In January, the Chicago Tribune reported that Baxter had issued five product recalls during the previous year. Those actions included an earlier, Class I recall for 15 lots of the Vascu-Guard Patch, as well four recalls of IV solutions for issues that included insect contamination, leaking containers, particulate matter and missing port protectors.
“For Baxter, recalls are an ongoing issue. The Food and Drug Administration (FDA) website shows numerous recalls each year for the past several years, with some that cost the company millions of dollars,” the Tribune article stated.

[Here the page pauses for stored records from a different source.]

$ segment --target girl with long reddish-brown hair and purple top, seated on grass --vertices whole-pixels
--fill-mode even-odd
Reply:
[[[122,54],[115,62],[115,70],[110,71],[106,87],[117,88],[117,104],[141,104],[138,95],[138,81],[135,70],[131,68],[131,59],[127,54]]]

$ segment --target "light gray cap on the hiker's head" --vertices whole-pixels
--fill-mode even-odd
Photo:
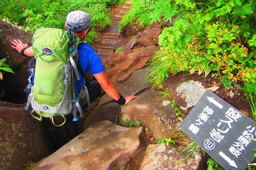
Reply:
[[[74,26],[75,31],[83,31],[91,28],[91,16],[83,11],[72,11],[67,16],[67,29],[72,29]]]

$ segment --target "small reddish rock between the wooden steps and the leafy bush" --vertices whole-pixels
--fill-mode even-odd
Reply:
[[[163,30],[163,25],[159,22],[154,22],[149,28],[139,32],[137,34],[138,41],[143,44],[145,47],[157,45],[158,36]]]

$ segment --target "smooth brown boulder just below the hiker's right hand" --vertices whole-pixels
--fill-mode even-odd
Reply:
[[[95,109],[84,123],[84,128],[102,120],[115,122],[116,116],[123,120],[141,121],[147,125],[156,139],[170,137],[180,123],[175,116],[170,99],[163,99],[157,91],[146,90],[127,106],[116,103],[106,104]],[[166,105],[167,103],[167,105]]]

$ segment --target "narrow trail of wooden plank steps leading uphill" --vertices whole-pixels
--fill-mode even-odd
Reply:
[[[119,47],[118,37],[120,36],[119,22],[122,20],[124,15],[130,10],[131,1],[127,0],[122,8],[119,10],[119,13],[112,18],[112,25],[108,32],[103,36],[103,40],[98,49],[98,55],[101,59],[108,57],[113,54],[114,50]]]

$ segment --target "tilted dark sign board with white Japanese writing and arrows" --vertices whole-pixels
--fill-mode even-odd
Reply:
[[[227,170],[246,169],[255,158],[256,123],[210,90],[180,128]]]

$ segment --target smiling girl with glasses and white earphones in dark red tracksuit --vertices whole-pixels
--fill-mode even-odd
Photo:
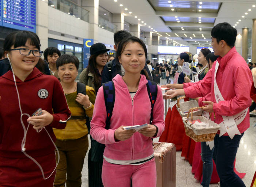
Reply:
[[[4,51],[12,70],[0,77],[0,186],[53,186],[53,128],[64,129],[71,115],[63,89],[35,68],[43,53],[35,33],[9,34]]]

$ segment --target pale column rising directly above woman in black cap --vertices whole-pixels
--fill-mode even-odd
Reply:
[[[94,43],[98,42],[98,23],[99,23],[99,0],[83,0],[83,6],[89,11],[90,38]]]

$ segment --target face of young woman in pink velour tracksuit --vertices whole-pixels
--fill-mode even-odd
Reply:
[[[118,59],[123,65],[125,73],[140,74],[146,63],[145,51],[138,42],[127,43]]]

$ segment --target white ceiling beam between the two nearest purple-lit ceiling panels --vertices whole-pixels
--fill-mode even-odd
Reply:
[[[190,18],[217,18],[217,13],[200,13],[200,12],[172,12],[172,11],[156,11],[157,16],[169,16],[169,17],[190,17]]]

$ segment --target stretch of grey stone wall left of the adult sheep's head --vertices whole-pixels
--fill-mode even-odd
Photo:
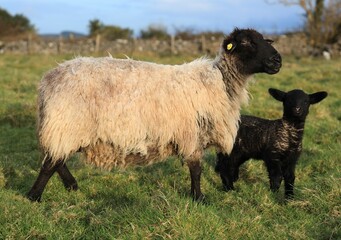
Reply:
[[[181,39],[169,40],[142,40],[142,39],[118,39],[115,41],[100,41],[99,43],[90,38],[75,40],[21,40],[13,42],[0,41],[0,53],[43,53],[43,54],[91,54],[123,53],[126,55],[132,52],[157,52],[161,54],[199,54],[202,52],[215,52],[219,49],[219,40],[193,40],[184,41]]]

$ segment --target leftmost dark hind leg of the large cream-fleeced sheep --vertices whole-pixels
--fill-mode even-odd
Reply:
[[[56,164],[52,165],[51,157],[46,158],[43,166],[40,169],[37,180],[27,194],[27,198],[31,201],[39,202],[47,182],[62,164],[63,162],[59,161]]]

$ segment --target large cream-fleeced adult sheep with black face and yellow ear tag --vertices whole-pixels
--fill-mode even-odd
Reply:
[[[161,65],[81,57],[50,70],[38,91],[45,158],[28,198],[40,201],[56,171],[66,189],[77,190],[66,161],[82,151],[87,162],[108,170],[180,156],[189,167],[191,195],[201,201],[204,150],[232,150],[248,80],[281,68],[271,43],[253,29],[236,28],[213,60]]]

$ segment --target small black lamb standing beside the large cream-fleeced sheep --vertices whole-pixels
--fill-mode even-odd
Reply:
[[[285,197],[294,196],[295,166],[302,151],[306,117],[311,104],[327,97],[327,92],[306,94],[302,90],[283,92],[270,88],[269,93],[283,102],[283,117],[267,120],[241,115],[236,141],[230,154],[217,154],[216,171],[220,173],[224,189],[233,190],[239,167],[250,158],[265,162],[270,189],[278,191],[284,178]]]

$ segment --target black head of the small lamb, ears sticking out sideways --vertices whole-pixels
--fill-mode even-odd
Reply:
[[[304,121],[310,105],[322,101],[328,95],[327,92],[306,94],[298,89],[283,92],[273,88],[269,89],[269,93],[276,100],[283,102],[283,117],[293,121]]]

The Vascu-Guard Patch is s designed for use in peripheral vascular reconstruction and arteriovenous access revisions. On September 1st, The FDA announced that Baxter had recalled certain lots of the product in June, after receiving multiple reports of adverse events in patients undergoing carotid endarterectomy (CEA) surgery. According to the FDA, these incidents involved intraoperative or postoperative bleeding and hematomas, some of which required additional clinical intervention. Three patient deaths may also be linked to the Vascu-Guard recall.
This most recent action was designated a Class II recall by the FDA, which indicates that the affected products might cause a temporary health problem, or pose a slight threat of a serious nature or death.

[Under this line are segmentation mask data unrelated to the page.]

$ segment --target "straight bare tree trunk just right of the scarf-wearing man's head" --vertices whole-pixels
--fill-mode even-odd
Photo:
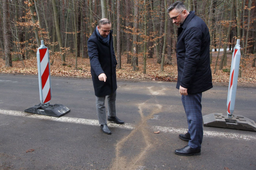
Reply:
[[[116,35],[116,41],[117,41],[117,68],[121,68],[121,49],[120,49],[120,0],[117,0],[117,35]]]

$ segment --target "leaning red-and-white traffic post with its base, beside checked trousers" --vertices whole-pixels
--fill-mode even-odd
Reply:
[[[235,108],[240,58],[240,40],[237,40],[232,55],[230,68],[227,97],[227,116],[223,116],[223,114],[221,113],[212,113],[209,115],[205,115],[203,116],[204,126],[256,131],[256,123],[253,120],[248,119],[242,115],[233,115]]]

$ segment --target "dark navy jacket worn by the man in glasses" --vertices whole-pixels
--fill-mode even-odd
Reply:
[[[210,34],[205,22],[191,11],[178,28],[177,67],[180,85],[188,94],[201,93],[212,88],[210,67]]]

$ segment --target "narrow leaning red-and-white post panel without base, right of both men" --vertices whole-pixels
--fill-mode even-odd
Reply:
[[[232,118],[235,100],[236,100],[236,87],[237,79],[240,65],[240,40],[237,40],[235,50],[232,55],[231,68],[230,68],[230,77],[229,77],[229,86],[228,86],[228,99],[227,99],[227,117]]]

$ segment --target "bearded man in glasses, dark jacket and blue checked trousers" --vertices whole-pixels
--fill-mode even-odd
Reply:
[[[202,92],[212,88],[210,67],[210,34],[204,21],[188,12],[184,4],[176,1],[167,9],[170,19],[178,26],[176,47],[178,82],[176,88],[186,112],[188,132],[179,137],[188,145],[176,149],[183,156],[200,155],[203,139]]]

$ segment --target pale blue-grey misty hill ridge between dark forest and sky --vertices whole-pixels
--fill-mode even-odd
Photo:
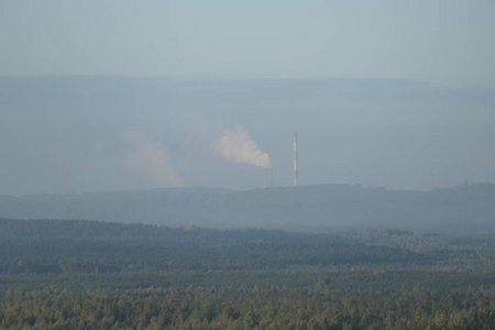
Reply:
[[[473,233],[495,231],[495,184],[429,191],[318,185],[0,196],[0,217],[306,232],[373,228]]]

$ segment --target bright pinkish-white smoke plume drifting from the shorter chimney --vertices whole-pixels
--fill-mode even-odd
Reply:
[[[261,151],[249,132],[240,127],[223,130],[208,148],[213,155],[234,164],[250,164],[271,168],[268,154]]]

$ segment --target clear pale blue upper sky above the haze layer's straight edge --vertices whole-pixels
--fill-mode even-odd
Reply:
[[[495,1],[0,2],[0,76],[395,77],[495,86]]]

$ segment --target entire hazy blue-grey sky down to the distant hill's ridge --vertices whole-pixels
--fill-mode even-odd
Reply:
[[[270,166],[288,186],[295,131],[305,185],[495,182],[494,18],[494,0],[0,1],[0,194],[249,189]]]

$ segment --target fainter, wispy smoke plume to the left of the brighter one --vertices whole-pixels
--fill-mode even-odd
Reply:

The Vascu-Guard Patch was also the subject of a Class I recall in May 2015. Class I is the FDA’s most serious recall category, and indicates that there is a reasonable chance that use of the affected product will result in serious adverse health consequences or death. The first Vascu-Guard Patch recall was issued after Baxter received complaints from customers who experienced difficulty in distinguishing the smooth from rough surface of the patch. This could result in incorrect placement of the patch, increasing the risk that patients will experience vessel thrombosis (blood clot) and/or embolism. In fact, Baxter acknowledged receiving a number of such reports that involved the recalled product codes.